The report said the reason why it was looking at the industry now was because the Financial Advisers Act was under review and because of a focus by the market watchdog on how conflicts of interest are managed.
It pointed to the Financial Market Authority's 2015 strategic risk outlook which noted that if conflicts of interest were not properly identified and managed they could "undermine market integrity" and result in "poor investor outcomes".
"When conflicts of interest are combined with information asymmetries, it can be difficult for investors to know whether a market participant is acting in their best interests.
"Remuneration and incentive arrangements can also reinforce conflicts of interest, particularly when sales staff are remunerated on a volume basis or through certain bonus structures."

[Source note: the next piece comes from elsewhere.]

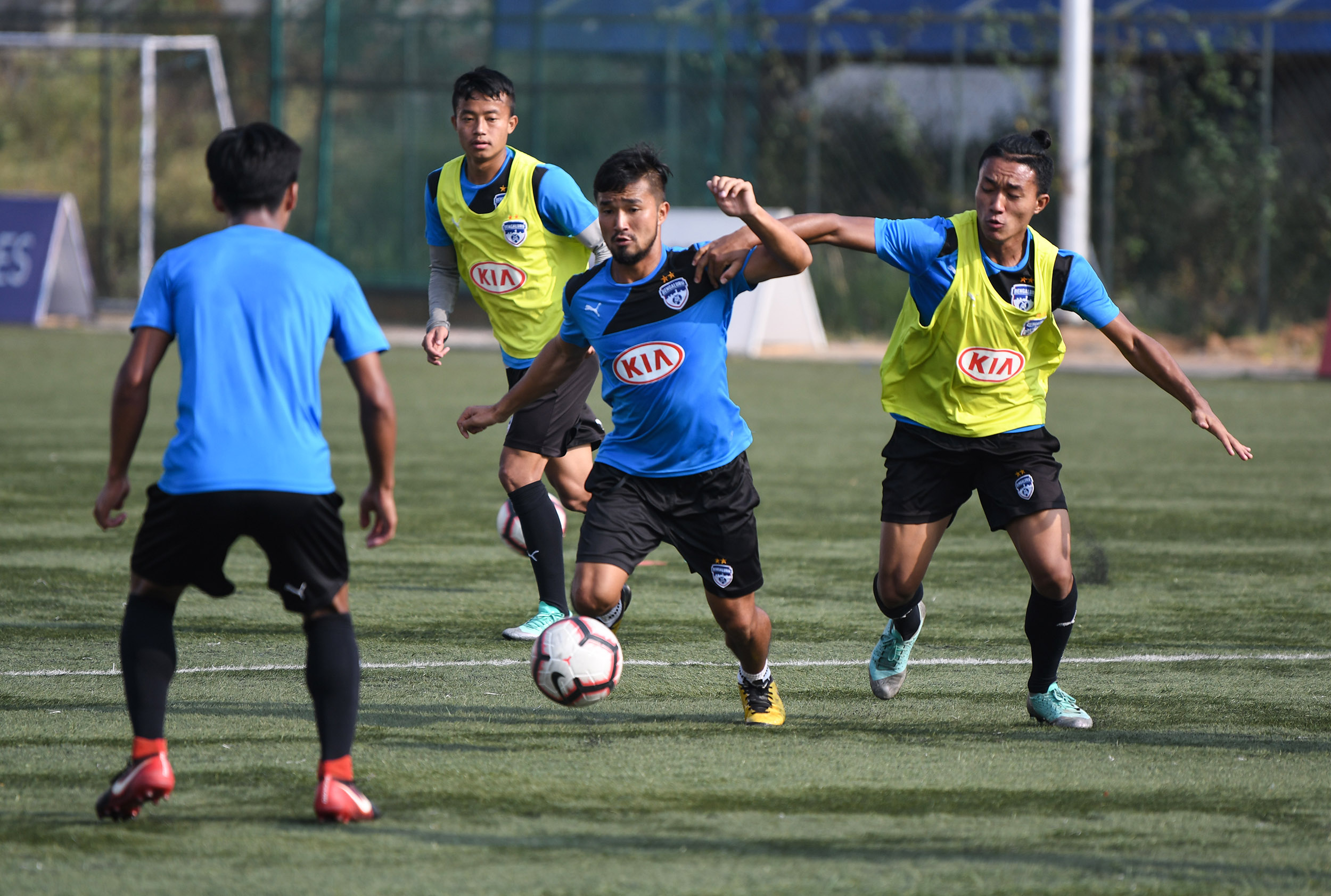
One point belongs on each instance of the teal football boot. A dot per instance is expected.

The release of the report has caused ructions for the Financial Services Council - a body which represents the major banks and insurers - with four of its members deciding to walk out.
Partners Life, Fidelity Life, AIA and Asteron Life have resigned their memberships.
The parties are understood to be upset over the report's focus on changes to the adviser distribution model a move seen to favour the banks.
In a statement Fidelity Life chief executive Milton Jennings said the company was committed to working with advisers and fostering positive change for the industry's future, but the events of the last week had required a change of direction in seeking to achieve this through the FSC.
"Our preference was to stay at the table in order to facilitate discussion that would ultimately benefit advisers and the greater industry.
"Regrettably however this has now become untenable."